James grew up in Cheltenham, a town in a corner of rural England where the sheep-speckled hills roll endlessly into the distance, people wear tweed jackets unironically and neighborhoods are defined by which country pub you call your local (his is the Plough). Yes, his house has a thatched roof (and is older than the U.S.); yes, his high school had a Harry Potter–style house system (he was in the Gryffindor equivalent, obviously); and yes, people refer to the area as “The Shire” without even intending the Lord of the Rings reference.
With four siblings — all older, all girls — James learned early on to jump on any opportunity when it arose, whether that meant taking the first and largest helping at dinner before there was none left, fighting for the front seat in the ride to school or finding the only things he could beat his extraordinarily talented sisters at and running with them (they were, bizarrely, math and squash). He became pretty handy at both but had objectively peaked by the age of about 14. When he somehow landed a scholarship to Harvard University, he jumped on that opportunity too, and before he knew it was thrown into a world of watery beer and cheese-covered everything. A self-proclaimed carbivore, James misses nothing about his homeland so much as plain crackers, the savory goodness of Marmite on toast and acceptance of his addiction to crisps. Oh, and the BBC. If you get him started on Sherlock, he’ll never shut up.
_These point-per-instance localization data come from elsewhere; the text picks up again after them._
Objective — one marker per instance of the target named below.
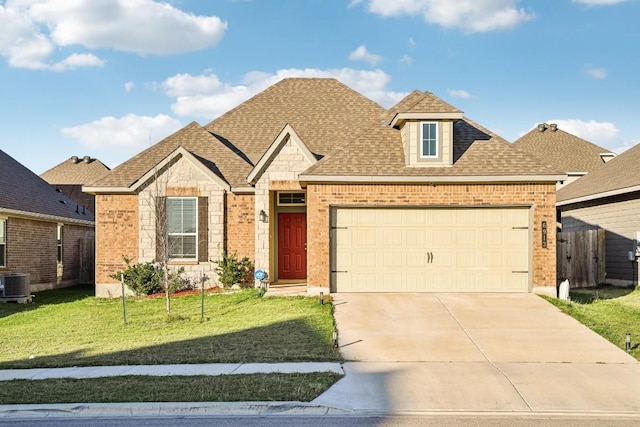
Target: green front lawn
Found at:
(224, 388)
(70, 327)
(610, 311)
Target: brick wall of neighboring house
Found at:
(240, 225)
(31, 249)
(320, 198)
(117, 230)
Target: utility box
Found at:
(15, 287)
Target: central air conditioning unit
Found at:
(15, 285)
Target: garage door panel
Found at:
(427, 250)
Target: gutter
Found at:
(599, 195)
(431, 179)
(46, 217)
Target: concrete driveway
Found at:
(475, 352)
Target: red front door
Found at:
(292, 245)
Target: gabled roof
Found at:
(562, 150)
(76, 170)
(424, 107)
(218, 157)
(287, 133)
(618, 176)
(324, 112)
(26, 194)
(478, 154)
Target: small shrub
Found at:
(146, 278)
(233, 271)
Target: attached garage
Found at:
(475, 249)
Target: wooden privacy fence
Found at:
(580, 257)
(87, 261)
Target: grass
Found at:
(70, 327)
(610, 311)
(225, 388)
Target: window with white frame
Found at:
(3, 242)
(429, 139)
(182, 228)
(59, 242)
(297, 198)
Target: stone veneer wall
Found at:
(183, 180)
(320, 198)
(285, 167)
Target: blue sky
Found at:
(107, 78)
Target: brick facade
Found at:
(32, 249)
(321, 197)
(240, 225)
(117, 232)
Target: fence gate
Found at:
(580, 257)
(86, 253)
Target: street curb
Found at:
(165, 409)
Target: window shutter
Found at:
(203, 229)
(161, 229)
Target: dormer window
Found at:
(429, 139)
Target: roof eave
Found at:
(45, 217)
(402, 117)
(596, 196)
(431, 179)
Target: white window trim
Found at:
(3, 224)
(421, 141)
(169, 257)
(291, 204)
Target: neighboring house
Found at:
(564, 151)
(41, 229)
(70, 175)
(319, 185)
(608, 198)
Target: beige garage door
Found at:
(430, 250)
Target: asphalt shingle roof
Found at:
(76, 170)
(562, 150)
(617, 174)
(212, 152)
(23, 190)
(476, 152)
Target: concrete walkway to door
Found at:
(475, 352)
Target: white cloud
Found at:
(206, 96)
(406, 59)
(596, 72)
(361, 54)
(459, 93)
(130, 132)
(599, 2)
(32, 29)
(468, 15)
(600, 133)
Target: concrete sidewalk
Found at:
(169, 370)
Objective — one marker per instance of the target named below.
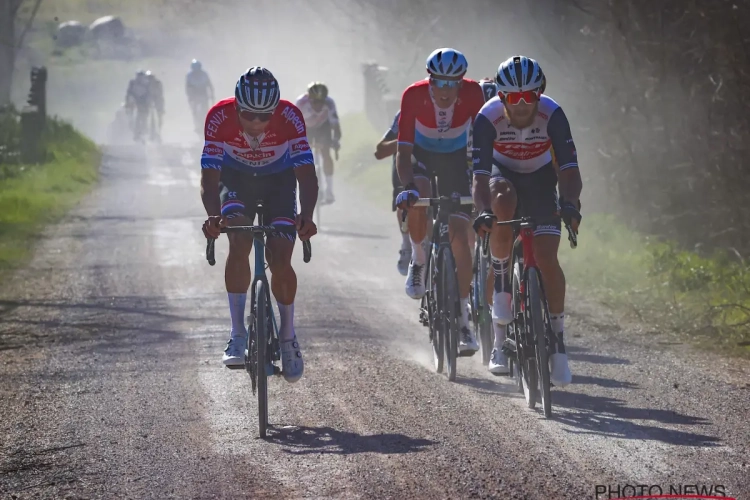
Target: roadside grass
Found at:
(32, 196)
(667, 289)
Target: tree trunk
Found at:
(7, 48)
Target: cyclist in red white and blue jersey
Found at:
(435, 126)
(516, 135)
(256, 149)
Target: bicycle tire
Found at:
(449, 309)
(433, 316)
(482, 316)
(537, 302)
(529, 376)
(261, 336)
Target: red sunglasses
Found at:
(250, 116)
(528, 96)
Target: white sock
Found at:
(557, 322)
(286, 327)
(405, 241)
(499, 335)
(237, 311)
(418, 254)
(329, 183)
(465, 311)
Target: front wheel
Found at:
(539, 325)
(449, 309)
(261, 336)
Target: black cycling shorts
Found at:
(450, 171)
(240, 193)
(320, 137)
(536, 194)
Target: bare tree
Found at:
(9, 43)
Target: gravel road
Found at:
(111, 382)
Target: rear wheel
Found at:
(480, 309)
(540, 324)
(261, 335)
(529, 377)
(449, 310)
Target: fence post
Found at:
(33, 118)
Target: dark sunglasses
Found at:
(528, 96)
(441, 84)
(250, 116)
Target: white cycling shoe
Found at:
(559, 371)
(404, 256)
(502, 313)
(415, 280)
(234, 354)
(498, 364)
(292, 364)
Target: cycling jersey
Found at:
(282, 146)
(436, 130)
(522, 151)
(138, 92)
(197, 84)
(315, 119)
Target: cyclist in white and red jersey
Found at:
(323, 128)
(515, 135)
(256, 149)
(435, 126)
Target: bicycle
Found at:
(529, 336)
(263, 350)
(481, 315)
(440, 307)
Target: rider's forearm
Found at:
(308, 189)
(570, 184)
(210, 196)
(403, 165)
(481, 193)
(384, 149)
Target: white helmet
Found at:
(520, 73)
(257, 90)
(489, 88)
(447, 63)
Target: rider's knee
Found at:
(503, 198)
(279, 255)
(240, 244)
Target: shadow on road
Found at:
(612, 417)
(307, 440)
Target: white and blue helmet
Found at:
(489, 88)
(447, 63)
(257, 91)
(520, 73)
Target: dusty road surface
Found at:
(111, 383)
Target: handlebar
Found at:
(431, 202)
(533, 222)
(210, 242)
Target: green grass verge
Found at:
(705, 298)
(35, 195)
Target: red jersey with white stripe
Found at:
(283, 145)
(426, 126)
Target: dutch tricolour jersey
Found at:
(284, 144)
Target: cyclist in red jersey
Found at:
(437, 114)
(256, 149)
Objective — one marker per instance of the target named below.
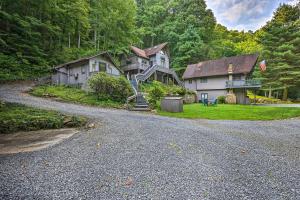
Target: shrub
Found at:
(221, 99)
(108, 87)
(16, 117)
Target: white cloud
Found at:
(244, 14)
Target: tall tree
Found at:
(281, 48)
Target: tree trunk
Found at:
(152, 41)
(78, 39)
(69, 40)
(95, 38)
(285, 93)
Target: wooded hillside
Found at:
(38, 34)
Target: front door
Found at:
(204, 96)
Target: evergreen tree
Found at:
(281, 48)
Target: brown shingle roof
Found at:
(243, 64)
(145, 53)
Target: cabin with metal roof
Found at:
(77, 72)
(223, 77)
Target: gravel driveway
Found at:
(142, 156)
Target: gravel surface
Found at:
(142, 156)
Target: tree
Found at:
(281, 48)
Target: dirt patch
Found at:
(33, 140)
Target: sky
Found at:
(244, 14)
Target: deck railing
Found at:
(243, 84)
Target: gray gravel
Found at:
(141, 156)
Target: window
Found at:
(83, 70)
(204, 96)
(144, 62)
(151, 62)
(237, 77)
(93, 68)
(109, 69)
(203, 80)
(102, 67)
(163, 61)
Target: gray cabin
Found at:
(222, 77)
(77, 72)
(151, 64)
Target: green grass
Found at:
(16, 117)
(234, 112)
(73, 95)
(262, 99)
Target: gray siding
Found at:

James spent most of his college years arguing about politics, Black Mirror–inspired futurism and whether rugby is a better sport than football — it is — with roommates who grew remarkably tolerant of his accent. He has a love of board games and traveling — he has just Australia and Antarctica to go to complete the continental bingo on his world scratch-map. James started out as an intern and is now pursuing his greatest passion at OZY: thinking and writing about interesting stuff. He focuses on business, energy and world politics.